There were Lakshmana, Bharata, and Shatrughna among his siblings. He was married to Sita. Though raised in a royal family, the Hindu texts depict their lives as one threatened by unexpected changes such as exile into poor and difficult circumstances, ethical issues, and moral dilemmas.
Of all their labors, the most noteworthy is the demon-king Ravana’s abduction for Sita, followed by Rama and Lakshmana’s determined and heroic efforts to obtain their liberation and destroy the evil Ravana against great odds.
Rama, Sita and their companions ‘ entire life story allegorically addresses an individual’s obligations, rights, and social responsibilities. This depicts dharma and dharmic life by the characters of the script.
To Vaishnavism, Rama is particularly important. He is the central figure of the ancient Hindu epic Ramayana, a widely influential text in the cultures of South Asia and Southeast Asia.
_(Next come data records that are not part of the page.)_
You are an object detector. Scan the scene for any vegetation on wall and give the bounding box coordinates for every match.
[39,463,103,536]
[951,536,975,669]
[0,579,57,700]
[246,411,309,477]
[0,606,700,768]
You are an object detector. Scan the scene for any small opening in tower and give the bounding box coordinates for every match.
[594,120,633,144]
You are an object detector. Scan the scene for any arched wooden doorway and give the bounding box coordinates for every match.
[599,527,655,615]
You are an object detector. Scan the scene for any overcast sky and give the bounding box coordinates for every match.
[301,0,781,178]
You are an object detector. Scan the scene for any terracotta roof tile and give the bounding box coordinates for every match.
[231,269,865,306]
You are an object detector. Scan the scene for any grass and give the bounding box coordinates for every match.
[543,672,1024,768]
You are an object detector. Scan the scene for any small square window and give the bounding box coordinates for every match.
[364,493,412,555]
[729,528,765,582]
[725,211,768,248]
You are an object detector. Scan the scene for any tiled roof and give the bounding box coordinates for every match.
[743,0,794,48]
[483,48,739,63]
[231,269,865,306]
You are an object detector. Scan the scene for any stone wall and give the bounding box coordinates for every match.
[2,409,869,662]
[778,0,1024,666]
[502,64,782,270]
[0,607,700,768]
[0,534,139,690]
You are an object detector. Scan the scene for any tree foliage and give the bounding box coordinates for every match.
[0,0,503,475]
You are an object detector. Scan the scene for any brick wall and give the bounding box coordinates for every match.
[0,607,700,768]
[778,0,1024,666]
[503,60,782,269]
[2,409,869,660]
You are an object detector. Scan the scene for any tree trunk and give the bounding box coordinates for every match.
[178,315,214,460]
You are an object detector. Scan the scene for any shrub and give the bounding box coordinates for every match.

Bhasya (commentaries) and extensive secondary literature have attracted his ancient legends and influenced performance arts. For example, two such texts are the Adhyatma Ramayana, a spiritual and theological treatise that Ramanandi monasteries find to be foundational, and the Ramcharitmanas, a famous treatise that inspires thousands of Ramlila festival performances in India in the autumn of each year.
Advertisement
Rama legends are also present in Jainism and Buddhism scriptures; although in these texts he is sometimes referred to as Pauma or Padma, and their descriptions vary considerably from the Hindu versions.
About Lord Rama Birth
In the Balakhanda, the ancient epic Ramayana states that Rama and his brothers were born in Ayodhya, a town on the banks of the Sarayu River, to Kaushalya and Dasharatha. Ramayana’s Jain versions, such as Vimalasuri’s Paumacariya (literally Padma’s deeds), also list the specifics of Rama’s early life.
Advertisement
The Jain texts are dated in different ways, but typically pre-500 CE, most likely sometime within the modern era’s first five centuries. Dasharatha was Kosala’s ruler, and part of Iksvakus ‘ solar dynasty. The name of his mother Kaushalya literally means she came from Kosala.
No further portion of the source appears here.